Bootstrapping is a really useful statistical tool. It relies on re-sampling, with replacement, from a sample of data you have acquired. The idea is that by re-sampling your sample over and over again, you simulate running studies over and over again. It’s obviously not exactly analogous - sampling bias in your original sample will still affect your bootstrapped samples. But what’s great is that you can re-calculate summary statistics, such as standard deviation, for each bootstrapped sample. And due to the central limit theorem, these statistics will be normally distributed.
From this normal distribution of estimates, you can then calculate the variance and confidence intervals, of your summary statistic. This is commonly done for correlation coefficients: for any given sample, you can only calculate one correlation coefficient. But if you re-sample via the bootstrap, you can calculate potentially thousands of correlation coefficients of your “new” samples, and the distribution of these correlation coefficients can inform you about the variation in your estimate of the correlation.
So far so good for the theory! There’s obviously lots and lots more to think about when it comes to bootstrapping, and one of the key things is: how many bootstraps should I run?
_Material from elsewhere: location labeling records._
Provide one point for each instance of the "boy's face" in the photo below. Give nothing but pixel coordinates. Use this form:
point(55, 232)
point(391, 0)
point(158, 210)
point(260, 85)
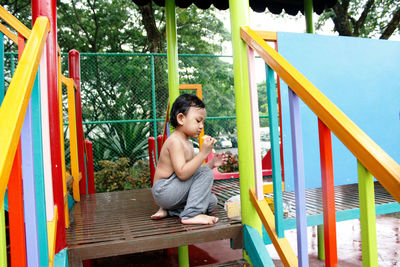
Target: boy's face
point(193, 122)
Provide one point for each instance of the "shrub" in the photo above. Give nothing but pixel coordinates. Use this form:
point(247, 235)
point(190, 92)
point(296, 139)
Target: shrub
point(113, 176)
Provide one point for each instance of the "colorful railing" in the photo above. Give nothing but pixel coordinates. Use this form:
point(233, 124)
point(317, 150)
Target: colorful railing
point(372, 160)
point(12, 112)
point(32, 214)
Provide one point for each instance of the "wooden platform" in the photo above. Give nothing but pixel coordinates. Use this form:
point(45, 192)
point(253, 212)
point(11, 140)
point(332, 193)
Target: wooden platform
point(118, 223)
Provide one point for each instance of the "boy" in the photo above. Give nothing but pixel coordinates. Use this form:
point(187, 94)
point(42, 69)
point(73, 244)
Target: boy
point(182, 185)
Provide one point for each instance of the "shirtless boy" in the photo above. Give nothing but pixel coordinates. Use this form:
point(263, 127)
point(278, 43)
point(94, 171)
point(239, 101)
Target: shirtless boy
point(182, 185)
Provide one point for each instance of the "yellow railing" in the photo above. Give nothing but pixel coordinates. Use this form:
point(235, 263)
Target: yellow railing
point(377, 161)
point(15, 103)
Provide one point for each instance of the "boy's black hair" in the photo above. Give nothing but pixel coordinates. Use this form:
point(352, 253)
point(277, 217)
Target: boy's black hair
point(182, 105)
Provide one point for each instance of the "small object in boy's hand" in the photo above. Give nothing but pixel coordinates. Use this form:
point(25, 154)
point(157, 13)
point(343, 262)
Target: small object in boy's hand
point(205, 136)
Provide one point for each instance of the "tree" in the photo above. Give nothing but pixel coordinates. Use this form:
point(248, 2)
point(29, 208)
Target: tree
point(118, 87)
point(364, 18)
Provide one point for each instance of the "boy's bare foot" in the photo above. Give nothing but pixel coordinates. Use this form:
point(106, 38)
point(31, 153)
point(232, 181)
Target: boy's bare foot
point(200, 219)
point(161, 213)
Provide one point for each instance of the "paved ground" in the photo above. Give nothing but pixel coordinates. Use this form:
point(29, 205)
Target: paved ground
point(348, 240)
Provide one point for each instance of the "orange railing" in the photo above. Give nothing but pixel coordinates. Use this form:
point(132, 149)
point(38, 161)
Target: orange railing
point(372, 160)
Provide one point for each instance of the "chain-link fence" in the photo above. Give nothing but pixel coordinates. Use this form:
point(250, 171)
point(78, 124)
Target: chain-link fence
point(125, 97)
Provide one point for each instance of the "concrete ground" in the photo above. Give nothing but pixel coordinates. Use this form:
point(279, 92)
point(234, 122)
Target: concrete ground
point(212, 253)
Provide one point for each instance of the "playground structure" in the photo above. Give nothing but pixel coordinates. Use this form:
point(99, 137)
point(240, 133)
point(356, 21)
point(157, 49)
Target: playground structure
point(372, 161)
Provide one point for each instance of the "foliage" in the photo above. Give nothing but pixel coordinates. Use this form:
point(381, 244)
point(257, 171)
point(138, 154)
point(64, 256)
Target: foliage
point(232, 163)
point(364, 18)
point(117, 175)
point(140, 172)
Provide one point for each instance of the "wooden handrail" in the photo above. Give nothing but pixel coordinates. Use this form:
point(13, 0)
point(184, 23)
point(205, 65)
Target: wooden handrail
point(15, 103)
point(377, 161)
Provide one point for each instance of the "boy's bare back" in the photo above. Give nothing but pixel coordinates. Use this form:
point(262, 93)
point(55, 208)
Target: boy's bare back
point(176, 142)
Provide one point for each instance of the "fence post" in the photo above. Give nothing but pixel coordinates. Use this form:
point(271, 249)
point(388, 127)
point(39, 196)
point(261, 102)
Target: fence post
point(89, 167)
point(75, 73)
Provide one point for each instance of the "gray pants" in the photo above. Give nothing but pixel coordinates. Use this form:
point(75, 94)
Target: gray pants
point(188, 198)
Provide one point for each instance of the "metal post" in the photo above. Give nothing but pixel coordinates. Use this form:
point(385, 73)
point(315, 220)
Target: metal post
point(172, 48)
point(153, 95)
point(75, 73)
point(173, 85)
point(239, 13)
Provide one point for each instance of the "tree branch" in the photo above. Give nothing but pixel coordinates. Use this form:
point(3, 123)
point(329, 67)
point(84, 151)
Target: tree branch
point(392, 25)
point(153, 35)
point(361, 20)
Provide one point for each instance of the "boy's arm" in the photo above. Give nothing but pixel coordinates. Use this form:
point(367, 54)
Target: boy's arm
point(182, 168)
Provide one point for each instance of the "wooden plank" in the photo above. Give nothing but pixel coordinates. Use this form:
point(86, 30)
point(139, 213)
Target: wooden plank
point(328, 192)
point(378, 162)
point(73, 143)
point(299, 179)
point(255, 248)
point(3, 242)
point(12, 110)
point(255, 124)
point(62, 145)
point(117, 223)
point(16, 212)
point(367, 216)
point(282, 246)
point(39, 176)
point(275, 149)
point(28, 173)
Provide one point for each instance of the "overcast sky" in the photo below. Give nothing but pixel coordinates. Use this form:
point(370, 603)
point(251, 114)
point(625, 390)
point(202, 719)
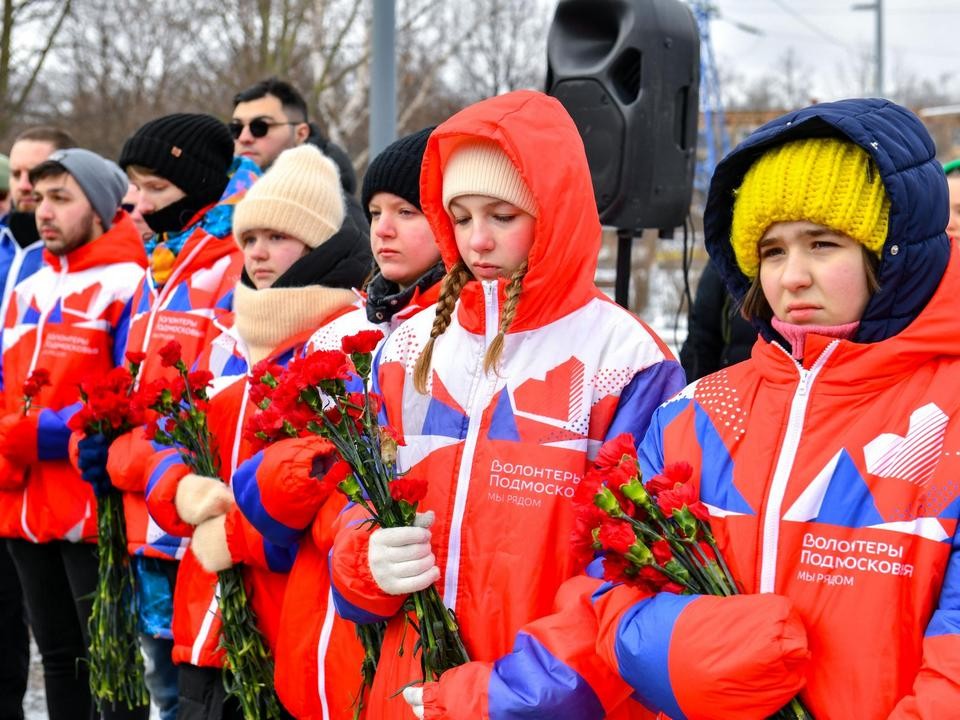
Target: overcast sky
point(922, 39)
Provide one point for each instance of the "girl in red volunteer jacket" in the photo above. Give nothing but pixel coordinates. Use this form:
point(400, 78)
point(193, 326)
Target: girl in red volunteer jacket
point(318, 661)
point(298, 275)
point(829, 460)
point(502, 394)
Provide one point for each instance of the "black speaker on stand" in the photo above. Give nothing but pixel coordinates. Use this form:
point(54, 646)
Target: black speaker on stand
point(628, 72)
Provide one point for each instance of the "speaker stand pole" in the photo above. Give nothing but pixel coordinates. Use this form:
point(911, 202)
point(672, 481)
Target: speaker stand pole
point(621, 293)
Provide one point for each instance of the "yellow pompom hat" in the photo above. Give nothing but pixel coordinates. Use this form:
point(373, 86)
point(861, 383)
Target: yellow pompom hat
point(827, 181)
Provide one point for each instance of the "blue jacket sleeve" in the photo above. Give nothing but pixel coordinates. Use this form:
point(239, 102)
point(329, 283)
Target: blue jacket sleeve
point(53, 435)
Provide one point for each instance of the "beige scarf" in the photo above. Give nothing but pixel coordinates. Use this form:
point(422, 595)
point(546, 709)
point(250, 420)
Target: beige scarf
point(265, 318)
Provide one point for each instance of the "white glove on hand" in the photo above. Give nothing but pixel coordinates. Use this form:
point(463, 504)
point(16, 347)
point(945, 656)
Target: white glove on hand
point(200, 498)
point(414, 698)
point(209, 544)
point(401, 560)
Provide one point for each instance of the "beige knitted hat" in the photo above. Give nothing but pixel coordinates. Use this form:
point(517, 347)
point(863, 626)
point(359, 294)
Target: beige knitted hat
point(482, 168)
point(299, 196)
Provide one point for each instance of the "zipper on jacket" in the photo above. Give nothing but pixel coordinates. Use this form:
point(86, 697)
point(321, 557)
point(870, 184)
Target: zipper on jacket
point(770, 538)
point(37, 344)
point(451, 575)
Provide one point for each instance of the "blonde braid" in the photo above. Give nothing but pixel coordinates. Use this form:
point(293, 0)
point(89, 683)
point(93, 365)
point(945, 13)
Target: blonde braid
point(453, 283)
point(492, 359)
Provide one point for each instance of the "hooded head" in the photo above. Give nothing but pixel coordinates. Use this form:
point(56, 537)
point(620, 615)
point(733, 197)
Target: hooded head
point(506, 147)
point(865, 167)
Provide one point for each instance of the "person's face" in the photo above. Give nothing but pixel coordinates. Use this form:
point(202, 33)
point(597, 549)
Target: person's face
point(283, 132)
point(812, 275)
point(953, 227)
point(156, 192)
point(129, 203)
point(268, 254)
point(493, 236)
point(25, 155)
point(65, 218)
point(401, 239)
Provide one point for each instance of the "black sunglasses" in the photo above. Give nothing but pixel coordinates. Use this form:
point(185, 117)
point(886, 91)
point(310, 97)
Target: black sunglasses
point(258, 127)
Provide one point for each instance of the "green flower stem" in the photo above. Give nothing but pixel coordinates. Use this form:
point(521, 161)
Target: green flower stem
point(116, 665)
point(248, 672)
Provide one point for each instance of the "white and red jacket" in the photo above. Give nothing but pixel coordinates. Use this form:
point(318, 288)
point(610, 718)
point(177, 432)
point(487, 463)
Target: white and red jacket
point(70, 318)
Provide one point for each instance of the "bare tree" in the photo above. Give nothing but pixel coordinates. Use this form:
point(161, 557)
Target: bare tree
point(506, 48)
point(21, 65)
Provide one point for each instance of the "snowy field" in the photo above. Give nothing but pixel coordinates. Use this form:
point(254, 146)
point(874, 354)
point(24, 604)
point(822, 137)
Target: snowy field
point(666, 287)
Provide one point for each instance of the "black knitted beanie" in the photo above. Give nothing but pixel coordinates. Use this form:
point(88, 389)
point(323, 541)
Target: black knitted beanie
point(192, 151)
point(396, 170)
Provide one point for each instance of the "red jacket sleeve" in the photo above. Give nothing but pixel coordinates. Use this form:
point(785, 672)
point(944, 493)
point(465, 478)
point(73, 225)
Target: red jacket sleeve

To help illustrate how your distributions change with more and more samples, I created a
shiny app that lets you try out different amounts of re-samples. It’s embeded below, but you can also find it at shiny.janfreyberg.com
You can find the source code for it on github. However, you probably do not want to copy the code from it for your own bootstrapping techniques. You could, but there are many R packages out there that make bootstrapping easy. I recommend trying out the
broom packages, as they help you get the results of your bootstrap into a tidy dataframe.